Anonymized. All deal references protect borrower and lender identity.

$25M NNN Portfolio Acquisition New York FAQ

Senior lenders expect a minimum 4.5 to 5.25 percent unlevered cap rate (or $1.125 to $1.3 million annual NOI on a $25 million purchase price) and a debt service coverage ratio of at least 1.25x to 1.35x. Life companies and non-recourse lenders are often stricter, requiring cap rates of 5.0 to 5.75 percent and DSCR of 1.4x to 1.5x, because they lack covenant flexibility and rely on property cash flow and tenant credit.
A portfolio weighted 60 percent or more toward investment-grade tenants (S&P BBB- and above, or unrated but equivalent cash flow strength) typically qualifies for 70 to 75 percent LTV and pricing at the lower end of the range (5.75 to 5.95 percent). Portfolios with 30 percent or more in below-investment-grade or smaller regional operators see LTV capped at 60 to 65 percent and rate premiums of 25 to 50 basis points; lenders also impose shorter remaining lease-term minimums (8 years vs. 10 years).

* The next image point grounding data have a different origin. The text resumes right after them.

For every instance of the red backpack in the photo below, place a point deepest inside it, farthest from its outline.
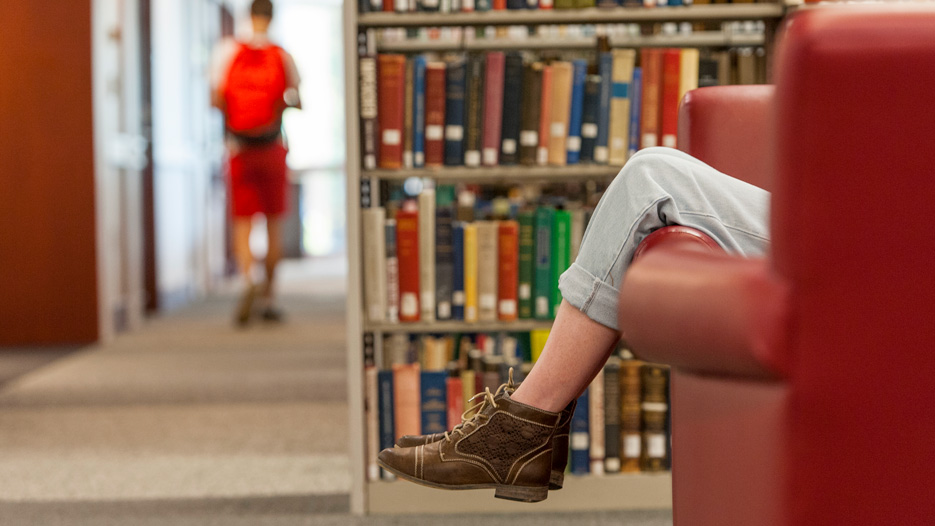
(253, 93)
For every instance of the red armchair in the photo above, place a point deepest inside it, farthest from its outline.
(803, 383)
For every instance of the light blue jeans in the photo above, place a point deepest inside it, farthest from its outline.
(660, 187)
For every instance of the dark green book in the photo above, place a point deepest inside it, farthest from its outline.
(542, 284)
(561, 252)
(527, 266)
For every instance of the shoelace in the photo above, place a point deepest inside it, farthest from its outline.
(476, 409)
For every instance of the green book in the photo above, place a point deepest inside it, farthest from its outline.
(561, 252)
(527, 266)
(542, 284)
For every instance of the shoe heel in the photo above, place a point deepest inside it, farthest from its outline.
(522, 493)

National banks and CMBS lenders typically require 60 to 90 days from clear application to final commitment, assuming clean lease abstracts and no title, appraisal, or credit issues. Life insurance companies often take 90 to 120 days due to balance-sheet committee review and longer approval chains. Expedited closes (45 to 60 days) are possible with relationship lenders or credit unions but usually come with modest rate premiums (10 to 15 basis points) and lower LTV caps.

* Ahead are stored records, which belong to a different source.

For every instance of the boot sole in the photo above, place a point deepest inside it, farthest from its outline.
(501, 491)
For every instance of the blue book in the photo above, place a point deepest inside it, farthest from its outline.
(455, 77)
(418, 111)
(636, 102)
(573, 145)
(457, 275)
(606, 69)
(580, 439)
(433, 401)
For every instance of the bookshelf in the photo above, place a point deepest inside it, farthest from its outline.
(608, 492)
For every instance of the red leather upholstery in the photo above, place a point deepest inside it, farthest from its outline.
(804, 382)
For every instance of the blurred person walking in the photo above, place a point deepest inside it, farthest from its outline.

Non-recourse financing is available from life insurance companies and select CMBS conduits, typically at 50 to 60 percent LTV and with rate premiums of 15 to 40 basis points versus full-recourse comparable products. Non-recourse lenders require stronger blended tenant credit, longer weighted average lease terms (12 to 15 years minimum), and lower volatility in property types and tenant sectors. Recourse limited to cash reserves and guarantor net worth (via carve-outs for fraud, environmental liability, and lease non-performance) is more common in the 65 to 75 percent LTV space.
Borrowers facing hard 1031 exchange closing timelines (45-day or 180-day windows) often negotiate faster closings with smaller regional banks or credit unions and accept rate premiums of 10 to 25 basis points and lower LTV in exchange for compressed underwriting. National banks and life companies will also expedite for such deals, but typically require higher credit standards and complete loan packages (signed purchase agreement, title commitment, Phase I environmental reports) upfront to justify accelerated committee reviews.